Скользнула из-под крышки шаль павловопосадская, узорчатая, дивная, с шёлковой бахромой, а под ней – мешочек с белыми сухарями, отливающая синевой, сахарная голова в серой бумаге, ладан александрийский ароматный в баночке жестяной. А на самом дне – маленький нательный крестик на тонкой серебряной цепочке.


ЧАСТЬ ВТОРАЯ

МОРОК

Високосная весна выдалась норовистая, неровная.

«Так-так…», – отсчитывала минуты мартовская капель.

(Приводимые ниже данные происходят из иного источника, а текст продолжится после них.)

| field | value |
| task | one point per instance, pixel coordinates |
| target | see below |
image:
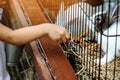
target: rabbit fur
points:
(110, 45)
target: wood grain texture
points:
(27, 13)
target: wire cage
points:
(93, 50)
(94, 26)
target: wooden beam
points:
(31, 11)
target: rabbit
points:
(74, 18)
(110, 45)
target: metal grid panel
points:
(95, 37)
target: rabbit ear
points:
(116, 12)
(60, 15)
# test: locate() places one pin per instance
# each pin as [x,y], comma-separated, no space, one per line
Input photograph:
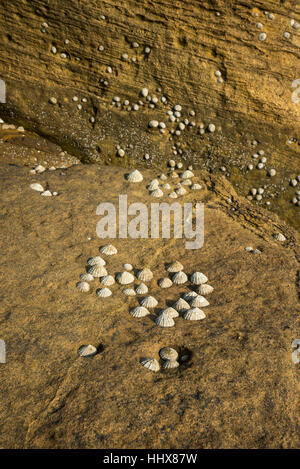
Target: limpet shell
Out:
[107,280]
[168,353]
[181,305]
[205,289]
[124,278]
[86,277]
[141,289]
[175,267]
[129,292]
[104,292]
[97,270]
[96,261]
[199,302]
[151,363]
[179,278]
[197,278]
[108,249]
[165,282]
[139,312]
[145,275]
[87,350]
[134,176]
[165,320]
[169,364]
[194,314]
[83,286]
[149,302]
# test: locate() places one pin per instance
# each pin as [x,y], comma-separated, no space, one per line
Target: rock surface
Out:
[238,386]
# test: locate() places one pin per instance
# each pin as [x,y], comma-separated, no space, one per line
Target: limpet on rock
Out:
[124,278]
[197,278]
[107,280]
[83,286]
[175,266]
[151,364]
[96,261]
[145,275]
[109,250]
[149,302]
[134,176]
[104,292]
[168,353]
[141,289]
[97,270]
[194,314]
[205,289]
[87,350]
[179,278]
[165,282]
[139,312]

«Тонк-тонк…», – ломались, всхлипывая, сосульки, падали на взявшуюся ледяной корочкой землю, рассыпались игольчатыми льдинками.

«Тик-так…», – размеренно равнодушно, соглашаясь со всем и со всеми, шли ходики, и птичка-кукушечка вылетала из домика без опозданий и куковала каждый час.

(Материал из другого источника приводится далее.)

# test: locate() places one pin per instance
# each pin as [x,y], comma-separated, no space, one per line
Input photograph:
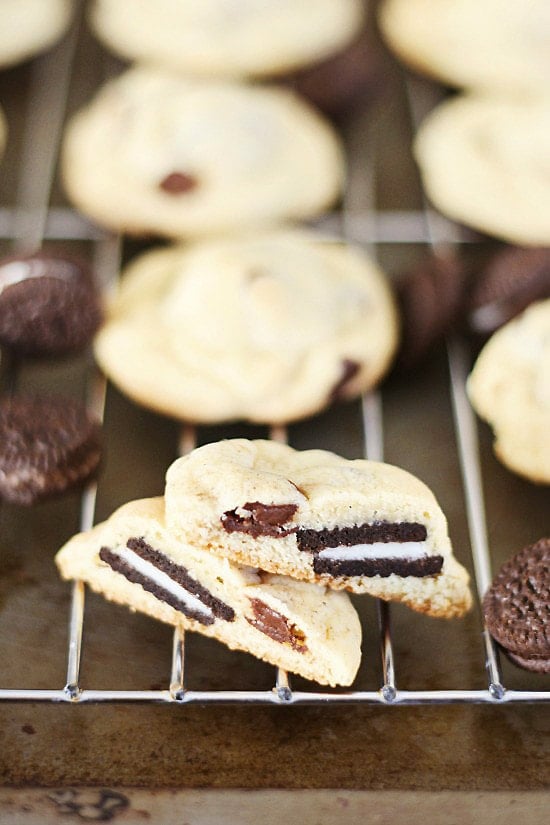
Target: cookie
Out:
[269,327]
[357,525]
[346,83]
[47,445]
[226,38]
[28,27]
[494,45]
[482,162]
[516,607]
[160,153]
[510,388]
[133,560]
[48,304]
[430,299]
[513,278]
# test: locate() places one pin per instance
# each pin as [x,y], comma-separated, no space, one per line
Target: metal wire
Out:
[32,221]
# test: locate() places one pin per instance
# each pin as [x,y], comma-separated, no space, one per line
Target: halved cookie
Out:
[358,525]
[517,607]
[133,560]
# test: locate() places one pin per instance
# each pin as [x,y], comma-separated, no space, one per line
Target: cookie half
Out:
[269,327]
[48,445]
[494,45]
[28,27]
[483,162]
[358,525]
[227,38]
[162,153]
[131,559]
[510,388]
[516,607]
[49,304]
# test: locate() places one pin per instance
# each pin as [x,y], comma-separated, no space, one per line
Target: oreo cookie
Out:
[47,445]
[516,607]
[514,278]
[430,299]
[49,305]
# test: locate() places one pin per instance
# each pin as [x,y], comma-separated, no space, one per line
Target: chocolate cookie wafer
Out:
[133,560]
[47,445]
[49,304]
[514,278]
[517,607]
[357,525]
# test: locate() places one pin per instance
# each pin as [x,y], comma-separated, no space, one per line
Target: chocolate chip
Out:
[426,566]
[313,541]
[276,626]
[259,519]
[349,369]
[513,279]
[177,183]
[49,304]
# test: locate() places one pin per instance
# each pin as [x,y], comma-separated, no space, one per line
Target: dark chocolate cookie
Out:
[513,279]
[517,607]
[48,304]
[430,299]
[47,445]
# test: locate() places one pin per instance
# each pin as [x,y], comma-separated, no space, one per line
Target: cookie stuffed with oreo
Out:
[516,607]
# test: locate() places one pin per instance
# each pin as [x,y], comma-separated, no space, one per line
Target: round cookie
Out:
[47,446]
[28,27]
[269,328]
[158,153]
[510,388]
[227,38]
[516,607]
[494,45]
[483,163]
[48,304]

Поначалу Агафья, слыша механическое «ку-ку», просыпалась ночью, но со временем привыкла.

Часы привёз постоялец – уполномоченный из уезда. Багаж его состоял из часов, отвратительно смердящей на всю избу собачьей дохи да кожаного потёртого портфеля, в котором кроме круглой печати и пачки грязновато-жёлтой бумаги ничего не было. С портфелем уполномоченный не расставался даже ночью – клал под подушку.

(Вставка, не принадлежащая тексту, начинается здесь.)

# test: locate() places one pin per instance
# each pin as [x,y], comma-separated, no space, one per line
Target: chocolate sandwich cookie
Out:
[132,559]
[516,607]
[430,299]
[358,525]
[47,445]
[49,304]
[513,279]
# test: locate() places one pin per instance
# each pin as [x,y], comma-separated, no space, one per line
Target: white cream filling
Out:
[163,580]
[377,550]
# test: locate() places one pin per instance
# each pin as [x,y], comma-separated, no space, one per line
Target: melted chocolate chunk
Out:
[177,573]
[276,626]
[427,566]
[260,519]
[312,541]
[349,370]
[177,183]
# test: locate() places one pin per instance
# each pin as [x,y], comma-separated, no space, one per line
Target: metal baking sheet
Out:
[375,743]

Днём он пропадал в поселковом совете, а за ежевечерней скляницей самогона выпытывал у Агафьи все новости: кто о чём говорит, кто чем живёт, кто чем дышит.

Был он молод, неказист – с рябым, одутловатым от пьянства лицом, в любую погоду носил высокие щёгольские сапоги, галифе, гимнастёрку да кожанку со значком ГПУ. По приезду снял угол на месяц, да потом так и остался жить – видать, по нраву самогоночка Агафьи пришлась.

– Что ж родичка-то твоя так в колхоз и не пошла?

– Какая она мне родичка… Худо ей живётся разве?

Агафья не только гнала, но и сама давно пила горькую, а как постоялец пьющий поселился, то и вовсе в раж вошла – дня не проходило без чарки.

– С каких это барышей? На травках да корешках?

– Ты думаешь, девчонку-то она даром взяла? Денег Кирилл дал – точно тебе говорю. Если мне дал, то уж ей-то подавно не пожалел.

– Ты же говорила, что он сирота. Откуда деньги? Да и что нынче на них купишь. Так, бумага бесполезная.

– Так это когда было-то… Ещё николаевские рубли да синицы ходили – а они силу имели. Избу-то он продал соседям.

– Зайти бы надо, потолковать с бабкой.

– Какая она бабка…

– Ну, не молодица ведь?

– Не молодица. Но и не бабка – ей и сорока-то ещё нет. Присмотрись. Иная девка супротив неё скорее бабкой окажется.

– Что ж вы её матушкой величаете да кланяетесь в ноги?

– Потому как знахарка. Случится хворь какая – к кому первым делом бежать, как не к ней. И докторица в посёлке есть, а всё одно к Милице идут. Она, вишь, без порошков да микстур врачует, травами да кореньями на ноги подымает. Уважительно с ней за то и обращаются. Да и она безотказная, всем помогает. Кто даст что, а кто с пустыми руками приходит – всё одно врачует. Ночью ли, днём ли – без разницы.

– Задарма врачует?

– Говорю ж тебе: кто что даст – тем и довольствуется. Дед Бажан, тот тоже денег не брал. А он многим помог: кому крышу перекрыть, кому забор поправить, а кому и другое что… Колодец выкопал – ключ нашёл, да какой. Вода в нём целебная, живая.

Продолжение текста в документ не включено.